Mais l’œuvre peinte de Tan s’ouvre aussi aux courants contemporains. Dans des interviews, l’artiste a reconnu avec gratitude les influences de Maurits Cornelius Escher, René Magritte, Salvador Dalí, bien d’autres encore. À l’huile s’ajoute, depuis quelques années, l’acrylique, mieux à même, dit-il, de « saisir l’éclatement d’une vague ».

Classée Patrimoine culturel immatériel de l’humanité par l’UNESCO en 2009, la calligraphie constitue l’écriture commune à l’ensemble du monde chinois, mais elle est tout autant outil d’historiographie et forme artistique. Dès l’enfance, Tan s’intéresse à la calligraphie chinoise, comme discipline à maîtriser, médium où peut s’épanouir une esthétique personnelle, et forme d’éveil à l’écriture automatique. Il étudie les classiques de la calligraphie (Sanshipan, 散氏盘 ; Shimensong, 石门颂 ; Shimenmin, 石门铭), recopie les maîtres, examine les estampages de célèbres stèles gravées. Tan reconnaît l’influence qu’ont eu sur lui des calligraphes comme Yan Zhenqing, Liu Gongquan, Zheng Banqiao, He Shaoji, et Kang Youwei. Mais c’est surtout en s’inspirant d’un calligraphe et moine de la dynastie des Tang, Huái Sù, qu’il met au point son propre style cursif, rapide, fluide.
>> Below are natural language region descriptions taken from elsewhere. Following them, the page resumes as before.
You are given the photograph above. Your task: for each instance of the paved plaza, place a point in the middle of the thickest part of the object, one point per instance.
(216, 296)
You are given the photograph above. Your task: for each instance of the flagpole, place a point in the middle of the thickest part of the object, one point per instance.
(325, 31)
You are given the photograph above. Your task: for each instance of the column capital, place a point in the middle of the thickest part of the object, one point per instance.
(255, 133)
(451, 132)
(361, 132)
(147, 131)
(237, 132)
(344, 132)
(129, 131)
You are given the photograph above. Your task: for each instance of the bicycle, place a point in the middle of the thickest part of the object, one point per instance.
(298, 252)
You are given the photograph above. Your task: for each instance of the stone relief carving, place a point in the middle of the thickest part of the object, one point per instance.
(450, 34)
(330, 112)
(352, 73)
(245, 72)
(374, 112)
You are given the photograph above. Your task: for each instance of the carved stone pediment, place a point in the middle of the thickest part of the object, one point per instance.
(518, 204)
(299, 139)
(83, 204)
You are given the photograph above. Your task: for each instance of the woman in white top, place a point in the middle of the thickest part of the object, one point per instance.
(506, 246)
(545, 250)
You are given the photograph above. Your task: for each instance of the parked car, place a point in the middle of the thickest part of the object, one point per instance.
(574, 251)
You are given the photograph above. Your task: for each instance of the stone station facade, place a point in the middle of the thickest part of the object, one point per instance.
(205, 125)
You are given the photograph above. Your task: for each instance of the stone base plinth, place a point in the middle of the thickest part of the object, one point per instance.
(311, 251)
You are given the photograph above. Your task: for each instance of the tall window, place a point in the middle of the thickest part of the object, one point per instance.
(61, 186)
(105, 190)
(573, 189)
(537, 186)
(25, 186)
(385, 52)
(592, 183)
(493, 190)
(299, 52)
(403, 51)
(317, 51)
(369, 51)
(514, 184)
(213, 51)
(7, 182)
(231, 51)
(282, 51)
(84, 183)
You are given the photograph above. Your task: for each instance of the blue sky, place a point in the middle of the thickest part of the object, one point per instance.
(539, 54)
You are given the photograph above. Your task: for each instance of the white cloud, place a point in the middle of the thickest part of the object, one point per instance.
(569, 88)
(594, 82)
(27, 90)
Comme son aîné le peintre Zao Wou-Ki (auquel il rendra visite à Paris dans les années 1980), le jeune TAN Swie Hian trouve chez l’écrivain belgo-français Henri Michaux une proximité et une inspiration inattendues. L’écriture automatique et les signes primitifs tracés par Michaux, notamment lorsqu’il était sous l’influence de la mescaline, ont révélé à Tan ce que pouvait être une grande liberté de créer. Après avoir traduit vers le chinois des textes d’Henri Michaux, Tan pousse plus loin la recherche de son propre style, en s’inspirant du rapport entre l’étymologie et la forme d’un idéogramme, mais aussi en aiguisant la spontanéité, la fulgurance. Pour lui, la rapidité d’exécution suppose que le calligraphe ait, par avance, intériorisé le texte qu’il veut tracer, qu’il l’ait intérieurement visualisé. Citant Xu Feng, Tan vise à « pousser à l’extrême la rapidité d’exécution en calligraphie ou en peinture : d’une dangereuse célérité, faire émerger une étonnante beauté ». Dans l’œuvre de Tan, peinture et calligraphie sont d’ailleurs inséparables, le texte complétant l’image quant cette dernière ne vient pas illustrer la chose écrite. Adepte de la graphie comme les herbes sauvages (草书, caoshu), la calligraphie de TAN se fait remarquer par la fluidité, la célérité du tracé. Plutôt que de se conformer aux normes traditionnelles, son geste traduit l’acte de prendre conscience, avec ses hésitations et ses ratures. Au cours des décennies, Tan acquiert une vitesse d’exécution qui, à ses yeux, oblige à s’en tenir à l’essentiel.

Dans la période récente, les calligraphies de Tan ont été choisies pour des lieux publics, dans le métro de Singapour, station Chinatown : – un décor intitulé Le domaine de l’œil du phénix comporte un poème calligraphié en idéogrammes de grande dimension, reproduits sur le quai, et des images murales rappelant l’arrivée des premiers ouvriers immigrés à Singapour ; – ville de Qingdao en Chine (voir ci-dessous) ; – site des Trois Gorges en Chine (texte et calligraphie faits et 1994, inauguration en 1996 de la stèle gravée) ; – site du mausolée de l’Empereur jaune à Huangling, ville de Yan’an, province du Shaanxi en Chine (calligraphie gravée sur un rocher en 2000).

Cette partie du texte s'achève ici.